It’s unthinkable that a person could experience Brazil and not get caught up in the wonder and variety of the South American nation’s culture, particularly its music. John Dukich, like many before him, got caught up – so much so that he’s created Down in Brazil (2012), co-produced with keyboardist Bob Baldwin and Brazilian percussionist Café De Silva.

Dukich made that musical venture 10 years after a weeklong vacation visit to his wife’s native land turned into a four-month stay. Dukich decided to share his love of the country’s people, culture and natural beauty.

The title song, penned by Michael Franks, sets the mood. Tranquil and engaging, it features Dukich’s down-home vocal and some George Duke-like keyboard work by Nick Rolfe. Dave Stryker adds acoustic guitar.

Dukich sings some songs in English but several in Brazilian Portuguese. For Antonio Carlos Jobim’s “Agua De Beber,” he begins the first verse in English, but switches to Portuguese for the chorus. Daughter Lilly Dukich is among the background vocalists. Famed Brazilian guitarist Romero Lumabo is part of the ensemble. Trumpeter Claudio Roditi and tenor saxophonist Don Braden also contribute.
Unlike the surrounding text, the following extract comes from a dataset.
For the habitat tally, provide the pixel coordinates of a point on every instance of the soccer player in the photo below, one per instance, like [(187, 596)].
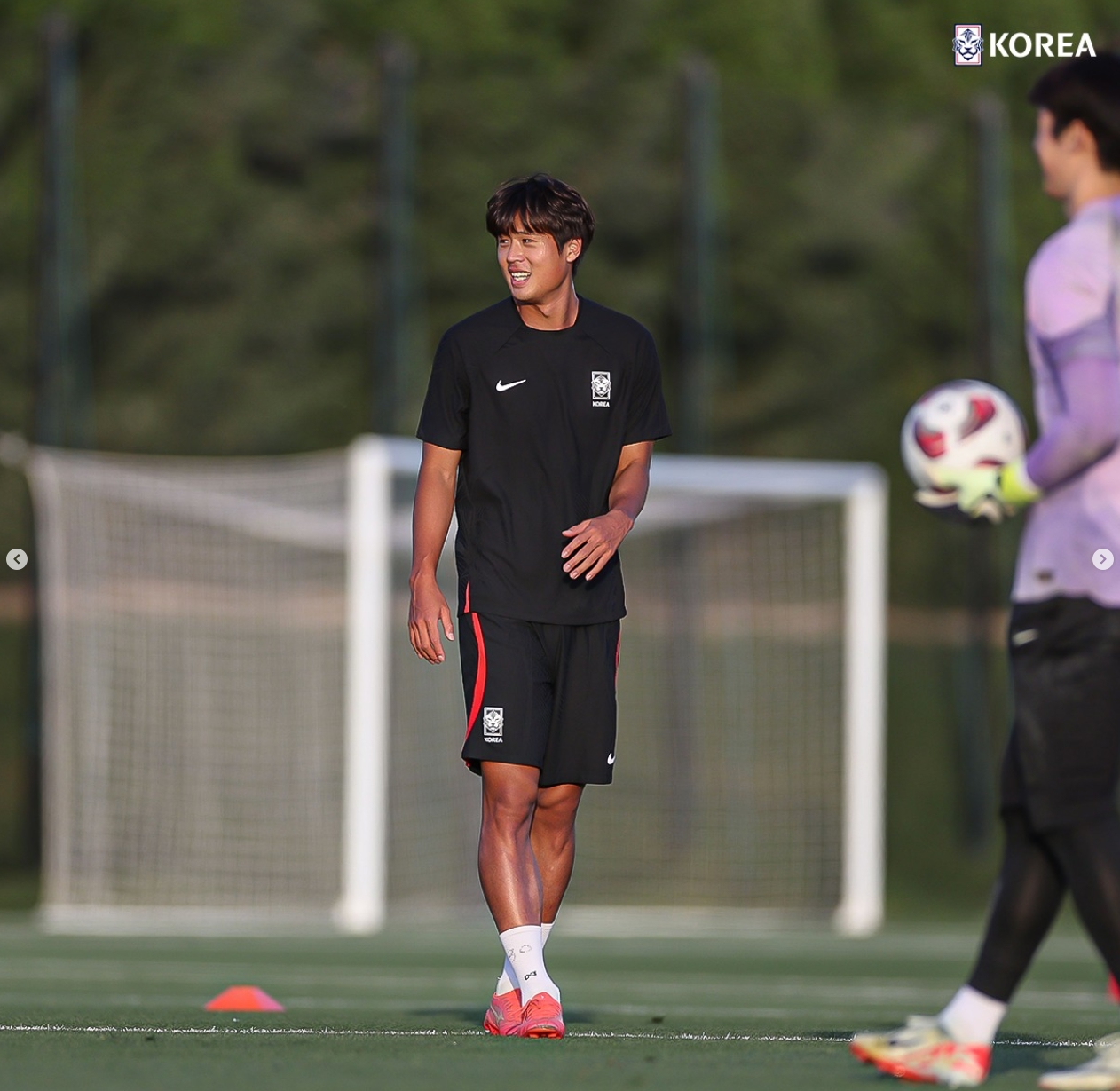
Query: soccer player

Dukich counts among his inspirations such popular acts as Chicago, the Eagles, George Benson, Tower of Power, Peter White, Lee Ritenour, Gerald Albright and Chuck Mangione. His relations in Brazil turned him on to the styles of samba, bossa nova, pagoda, serteneja, axe and forro. Dukich sings all tracks, but he also plays trombone and flugelhorn on selected pieces.

Many North American pop, rock, blues and jazz artists have embraced Brazilian music over the years, whether including a Brazilian-styled song among everything else they’re doing, or dedicating an entire project to the culture. Dukich joins a list that includes Duke, the Manhattan Transfer, Herbie Mann and many, many more.